Thinking of starting to learn German after 6 months of Spanish as I plan on reallocation to one or the other.
There is different dialects in Germany also like Bavarian for example. High German is the standard which you will see in the media across Germany and which is recommended for learners. I think that the regional things can be picked up after learning the standard or I believe Memrise offers a flashcard course with Switzerland’s dialect if it is that important to you. I’m sure that someone can provide additional information.
There are quite a few dialects in the German speaking world. My German is solid, but I basically had to start from scratch when I started dating an Austrian girl from Tirol. My best advice would be this: Learn standard German for now (there is simply more material available). When you get to the stage where you are consuming media, then start adding Swiss sources too (for example: https://www.srf.ch)
High German (Hochdeutsch, called also quite often “Schriftdeutsch” (written German) in Switzerland is the standard version of the language, which is used for most written material and formal situations in all German speaking countries, including Switzerland.
Along with this variety of the language, there are many dialects in all German speaking countries. They differ quite a lot from the standard, so much as not to be mutually understandable.
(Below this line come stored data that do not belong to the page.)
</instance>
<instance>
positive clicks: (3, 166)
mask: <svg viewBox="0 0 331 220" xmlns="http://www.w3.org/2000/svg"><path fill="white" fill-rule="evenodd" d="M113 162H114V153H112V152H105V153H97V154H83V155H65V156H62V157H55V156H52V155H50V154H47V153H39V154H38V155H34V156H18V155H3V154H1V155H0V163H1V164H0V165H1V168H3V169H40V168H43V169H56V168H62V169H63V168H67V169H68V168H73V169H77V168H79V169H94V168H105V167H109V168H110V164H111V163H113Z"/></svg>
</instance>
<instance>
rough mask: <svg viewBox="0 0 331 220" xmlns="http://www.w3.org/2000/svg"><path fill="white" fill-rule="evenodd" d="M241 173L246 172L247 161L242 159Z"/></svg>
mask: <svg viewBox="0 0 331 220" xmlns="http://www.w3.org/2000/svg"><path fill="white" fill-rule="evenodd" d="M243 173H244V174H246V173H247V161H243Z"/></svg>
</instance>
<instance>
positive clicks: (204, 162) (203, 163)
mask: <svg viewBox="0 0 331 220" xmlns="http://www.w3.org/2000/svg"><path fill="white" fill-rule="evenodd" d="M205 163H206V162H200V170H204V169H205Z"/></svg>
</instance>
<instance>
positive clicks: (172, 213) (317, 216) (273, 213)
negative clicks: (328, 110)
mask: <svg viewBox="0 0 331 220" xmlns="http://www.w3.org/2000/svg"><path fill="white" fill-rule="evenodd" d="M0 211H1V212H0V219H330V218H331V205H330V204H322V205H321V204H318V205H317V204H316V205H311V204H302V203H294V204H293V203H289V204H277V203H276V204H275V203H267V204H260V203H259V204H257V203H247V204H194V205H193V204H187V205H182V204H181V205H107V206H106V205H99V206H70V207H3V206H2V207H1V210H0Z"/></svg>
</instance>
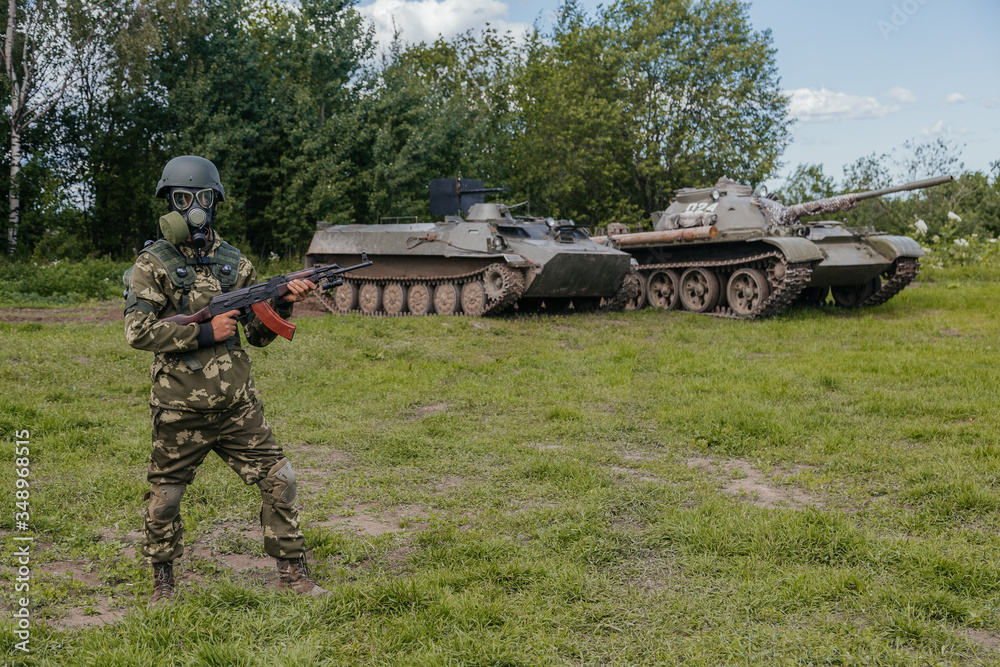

How much people use the local dialect or the interregional “Hochdeutsch” varies from region to region. Swiss people tend to use their local varieties (called “Schwyzerdüstch”) in most everyday situations and even in semiformal settings. In many parts of Germany, in contrast, you can hear Hochdeutsch most of the time, even in informal situations. Schwyzerdüstch is not considered a dialect but a different language, even if it’s closely related to allemanic dialects spoken in southwestern Germany. There are different varieties of Schwyzerdüstch but they can usually be understood by all speakers.
Dialects are not to be confused with local variations of the Hochdeustch standard or with different accents. In general, each region speaks with Hochdeutsch with a distinctive accent and usually has some idiosincratic expressions or words.
Going back to the Swiss example. In Switzerland you can find both Schwyzerdütsch (which German speakers from other regions typically can’t understand) and a Swiss variation of Hochdeustch, which has some differences with respect ot that spoken elsewhere but is easily understood by other speakers.
Here on Lingq, Yolanda has uploaded a few lessons in Schwyzerdütsch and has explained some of its features.